Counsel's assistance is deemed to be constitutionally effective if the particular course of action or non-action chosen by counsel had some reasonable basis designed to *354 effectuate his client's interest. Commonwealth v. Mabie, 467 Pa. 464, 359 A.2d 369 (1978). In the instant case no reasonable basis existed for the defendant's trial counsel's failure to file a suppression motion seeking to suppress the defendant's admissions. During the post conviction hearing defendant's trial counsel testified that he did not file such a motion because he felt that a free and full disclosure of the incident would show that the defendant was innocent and blameless. Under the facts of this case it is impossible for us to see how he could have reasonably concluded such to be the case. Furthermore, he could have filed the suppression motion and then, if it was denied and the statements admitted against the defendant anyhow he still could have made that same argument before the jury. Therefore, we find that defendant's counsel had no reasonable basis for failing to file the suppression motion.
Defendant's counsel also claimed that he believed that it would be futile to file the suppression motion because the statements were admissible. Where a claim of inadmissibility would not have been frivolous and there is no strategic reason offered to explain the failure to pursue a claim of inadmissibility, counsel is ineffective in the absence of any extenuating circumstances. Commonwealth v. Gaston, 474 Pa. 218, 378 A.2d 297 (1977). The mere failure of trial counsel to file a nonfrivolous claim does not necessarily constitute ineffective assistance of counsel. Commonwealth v. Gaston, supra. However, in the instant case the failure of defendant's counsel to file a suppression motion did constitute ineffective assistance of counsel since Miranda Warnings must be given to an individual before he is questioned while in custody or when the focus of a criminal investigation centers on him. Commonwealth v. O'Shea, 456 Pa. 288, 318 A.2d 713 (1974).

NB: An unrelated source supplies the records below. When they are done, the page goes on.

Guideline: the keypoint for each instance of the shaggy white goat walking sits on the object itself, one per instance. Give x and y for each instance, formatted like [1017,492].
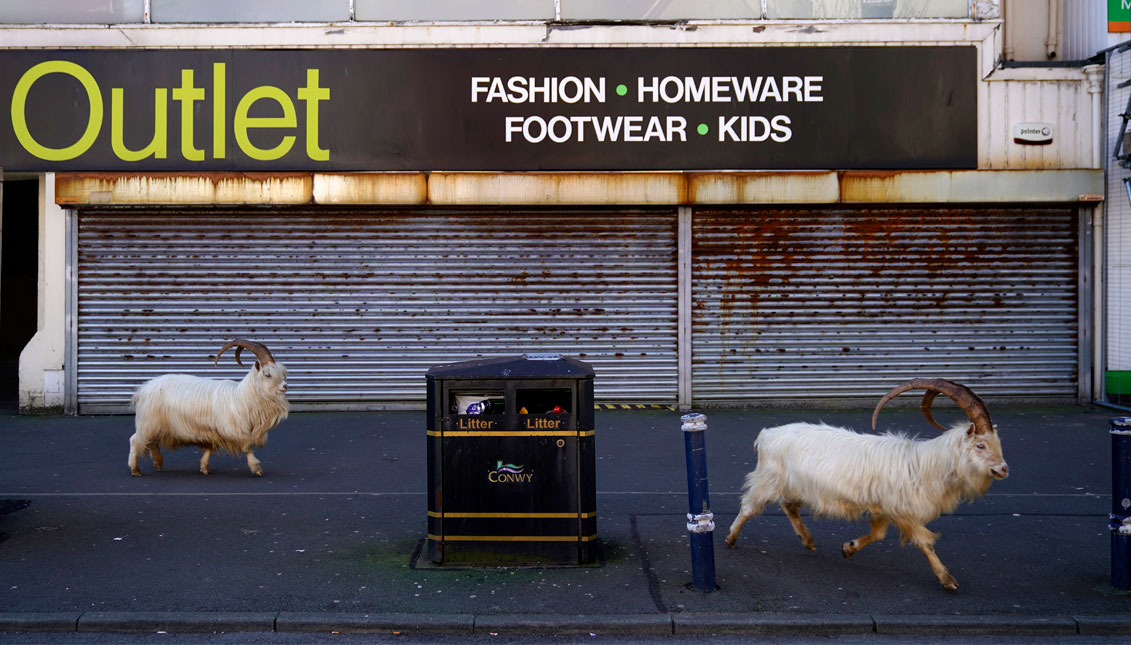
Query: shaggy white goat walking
[182,410]
[894,479]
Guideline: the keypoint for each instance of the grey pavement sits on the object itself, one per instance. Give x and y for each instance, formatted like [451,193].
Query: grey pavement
[329,540]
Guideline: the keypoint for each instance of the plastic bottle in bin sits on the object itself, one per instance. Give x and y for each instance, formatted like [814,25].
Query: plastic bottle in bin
[488,406]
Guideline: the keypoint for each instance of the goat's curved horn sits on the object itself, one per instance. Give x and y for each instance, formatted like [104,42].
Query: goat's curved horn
[927,398]
[974,407]
[261,352]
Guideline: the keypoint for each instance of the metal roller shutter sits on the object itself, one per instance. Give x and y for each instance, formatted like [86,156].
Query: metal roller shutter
[809,304]
[360,303]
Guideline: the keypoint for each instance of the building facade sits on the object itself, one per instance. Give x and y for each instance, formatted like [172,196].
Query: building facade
[727,203]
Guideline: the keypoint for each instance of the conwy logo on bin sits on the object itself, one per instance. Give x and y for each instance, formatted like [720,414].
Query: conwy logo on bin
[509,473]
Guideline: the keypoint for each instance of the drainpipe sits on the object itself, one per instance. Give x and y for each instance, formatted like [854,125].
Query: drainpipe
[1095,78]
[1052,43]
[1007,14]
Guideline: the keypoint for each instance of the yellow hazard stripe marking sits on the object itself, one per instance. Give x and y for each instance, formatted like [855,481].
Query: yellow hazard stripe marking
[510,538]
[511,515]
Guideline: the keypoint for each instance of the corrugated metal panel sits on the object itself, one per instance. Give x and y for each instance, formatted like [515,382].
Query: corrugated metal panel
[360,303]
[804,304]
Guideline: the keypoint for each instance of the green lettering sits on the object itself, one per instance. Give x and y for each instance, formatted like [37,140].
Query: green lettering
[242,122]
[19,106]
[187,94]
[219,106]
[312,94]
[156,146]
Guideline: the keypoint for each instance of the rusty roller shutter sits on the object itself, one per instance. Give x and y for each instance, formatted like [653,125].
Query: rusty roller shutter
[844,303]
[360,303]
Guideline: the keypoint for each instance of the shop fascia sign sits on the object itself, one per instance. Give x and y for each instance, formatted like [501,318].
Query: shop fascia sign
[489,109]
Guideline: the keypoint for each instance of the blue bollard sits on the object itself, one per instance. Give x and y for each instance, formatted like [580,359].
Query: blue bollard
[700,519]
[1121,502]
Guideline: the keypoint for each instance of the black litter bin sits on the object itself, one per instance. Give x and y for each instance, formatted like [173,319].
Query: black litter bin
[511,461]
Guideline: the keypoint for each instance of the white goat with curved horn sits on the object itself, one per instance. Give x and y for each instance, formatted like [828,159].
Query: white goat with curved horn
[896,480]
[183,410]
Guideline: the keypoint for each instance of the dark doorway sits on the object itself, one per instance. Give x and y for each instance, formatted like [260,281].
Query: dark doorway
[19,261]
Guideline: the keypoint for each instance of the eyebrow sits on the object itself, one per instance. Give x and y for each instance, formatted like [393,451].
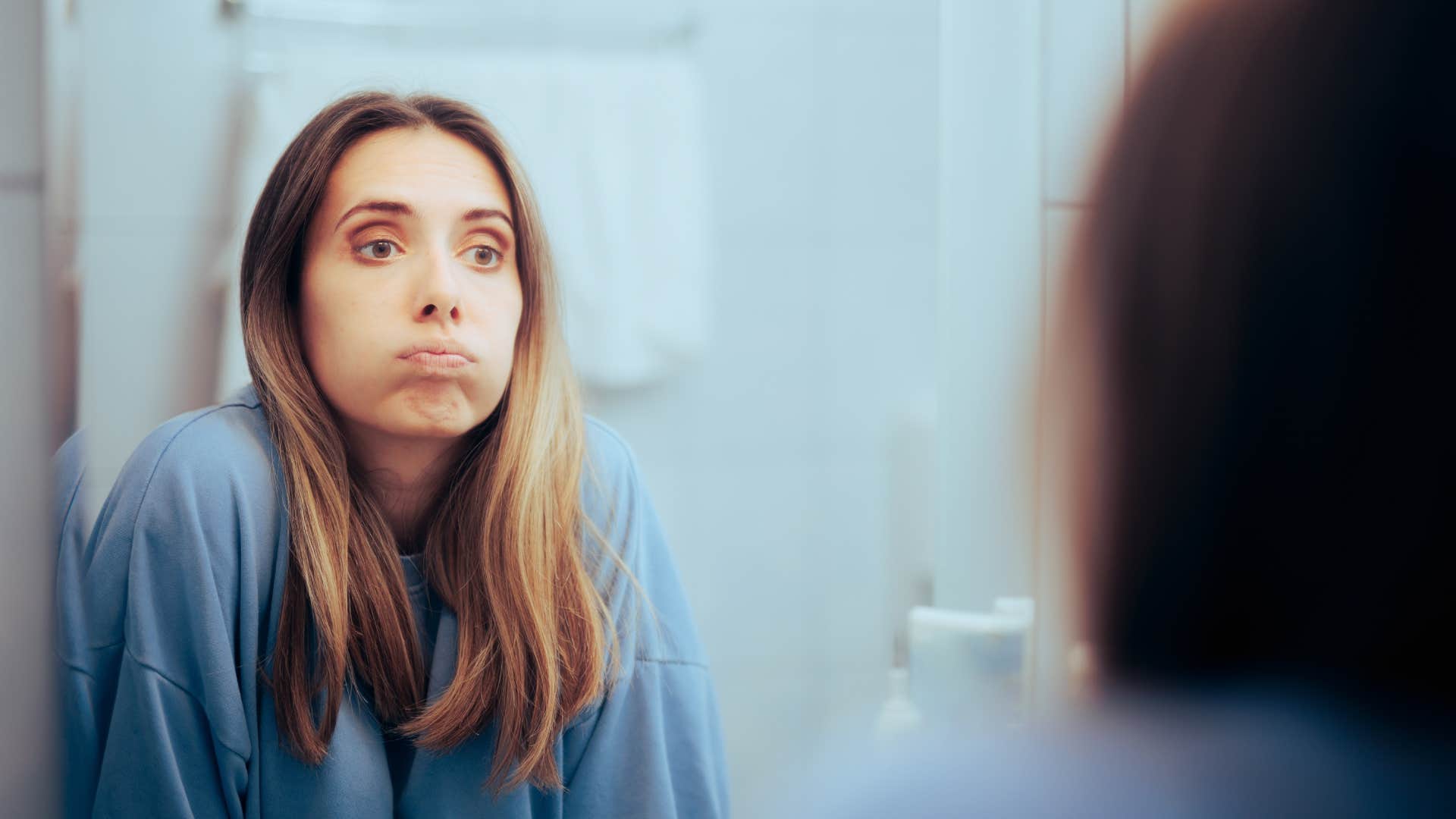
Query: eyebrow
[400,209]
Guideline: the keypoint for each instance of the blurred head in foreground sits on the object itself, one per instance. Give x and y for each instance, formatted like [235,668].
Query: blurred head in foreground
[1251,354]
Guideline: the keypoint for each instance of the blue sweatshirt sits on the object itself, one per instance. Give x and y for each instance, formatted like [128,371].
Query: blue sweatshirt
[171,605]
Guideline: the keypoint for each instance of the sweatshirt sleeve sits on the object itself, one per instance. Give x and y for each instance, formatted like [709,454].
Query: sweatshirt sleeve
[654,746]
[155,720]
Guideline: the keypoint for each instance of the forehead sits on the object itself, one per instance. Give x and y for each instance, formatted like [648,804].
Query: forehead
[422,167]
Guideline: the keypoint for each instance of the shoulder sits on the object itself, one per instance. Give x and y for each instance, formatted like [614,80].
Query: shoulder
[206,477]
[650,605]
[207,449]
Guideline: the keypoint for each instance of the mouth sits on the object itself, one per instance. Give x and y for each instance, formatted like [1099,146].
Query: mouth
[437,356]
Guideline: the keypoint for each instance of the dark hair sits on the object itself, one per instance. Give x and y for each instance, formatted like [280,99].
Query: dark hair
[1263,284]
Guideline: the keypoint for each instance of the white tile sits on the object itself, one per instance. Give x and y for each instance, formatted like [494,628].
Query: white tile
[1084,74]
[1060,229]
[20,91]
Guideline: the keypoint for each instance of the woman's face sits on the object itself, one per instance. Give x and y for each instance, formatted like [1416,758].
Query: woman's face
[411,295]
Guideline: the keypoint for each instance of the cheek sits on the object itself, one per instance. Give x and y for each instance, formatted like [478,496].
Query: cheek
[329,325]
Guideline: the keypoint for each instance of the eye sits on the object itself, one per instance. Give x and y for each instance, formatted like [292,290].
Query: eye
[378,249]
[485,256]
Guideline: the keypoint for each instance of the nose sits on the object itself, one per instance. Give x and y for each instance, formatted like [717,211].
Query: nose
[438,295]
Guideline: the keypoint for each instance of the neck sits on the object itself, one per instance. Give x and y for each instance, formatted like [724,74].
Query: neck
[403,474]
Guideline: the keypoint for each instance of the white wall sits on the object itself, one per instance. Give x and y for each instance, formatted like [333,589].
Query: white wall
[28,757]
[781,464]
[887,190]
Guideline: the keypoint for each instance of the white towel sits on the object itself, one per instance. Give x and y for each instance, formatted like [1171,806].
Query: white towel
[613,146]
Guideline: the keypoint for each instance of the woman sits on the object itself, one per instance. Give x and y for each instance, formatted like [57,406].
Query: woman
[1248,371]
[400,573]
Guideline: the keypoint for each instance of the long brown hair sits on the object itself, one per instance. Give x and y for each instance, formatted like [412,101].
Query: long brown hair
[504,539]
[1263,293]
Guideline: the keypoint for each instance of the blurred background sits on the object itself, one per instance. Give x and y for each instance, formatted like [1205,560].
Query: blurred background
[807,251]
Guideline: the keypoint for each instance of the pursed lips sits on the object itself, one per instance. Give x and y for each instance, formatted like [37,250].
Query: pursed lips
[437,354]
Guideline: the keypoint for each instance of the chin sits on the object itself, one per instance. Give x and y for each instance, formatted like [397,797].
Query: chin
[431,414]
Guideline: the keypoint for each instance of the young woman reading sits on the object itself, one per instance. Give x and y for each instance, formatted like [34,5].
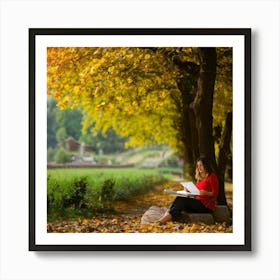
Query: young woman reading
[205,202]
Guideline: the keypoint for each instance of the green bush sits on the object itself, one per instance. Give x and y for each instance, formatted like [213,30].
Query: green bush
[77,192]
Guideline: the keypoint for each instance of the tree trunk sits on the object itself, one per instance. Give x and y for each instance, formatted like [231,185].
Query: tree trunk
[224,151]
[202,107]
[203,104]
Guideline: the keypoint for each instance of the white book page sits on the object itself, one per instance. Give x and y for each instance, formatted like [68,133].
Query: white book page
[191,187]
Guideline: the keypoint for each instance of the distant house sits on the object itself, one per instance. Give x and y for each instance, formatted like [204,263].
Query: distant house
[82,160]
[74,146]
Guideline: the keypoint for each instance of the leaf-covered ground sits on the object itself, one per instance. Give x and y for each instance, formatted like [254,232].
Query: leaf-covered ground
[127,217]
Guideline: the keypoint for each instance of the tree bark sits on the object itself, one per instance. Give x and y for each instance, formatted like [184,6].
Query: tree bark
[224,151]
[203,104]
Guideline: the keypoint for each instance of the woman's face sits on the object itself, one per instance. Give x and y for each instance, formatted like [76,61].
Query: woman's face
[200,167]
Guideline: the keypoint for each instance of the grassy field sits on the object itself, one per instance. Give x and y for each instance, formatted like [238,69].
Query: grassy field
[74,192]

In our case the officers had been alerted to the fact that the child had died under unnatural circumstances and they, therefore, had reason to believe that a crime had been committed. In response to this they notified the homicide detectives of their police department. At that point the *355 defendant approached the officer, made the officers aware of the fact that he was with the child at the time of the incident, and began to talk about his involvement in the child's death. He was then asked "Do you want to talk about it?", to which he responded "Yeah". At that point the defendant was taken to a small room where he gave incriminating statements to the police. Under these circumstances we hold that the filing of a suppression motion would not be a futile act. In the absence of any further evidence which might be adduced during a suppression hearing it appears that a suppression order may well be warranted. In any event, the failure to file such a motion had no reasonable basis and therefore, the defendant was denied the effective assistance of counsel at his trial.
Order reversed and case remanded for a new trial.
HESTER, J., files a dissenting statement.
HESTER, Judge, dissenting:
I respectfully dissent. I would affirm on the opinion of Judge Papadakos of the court below.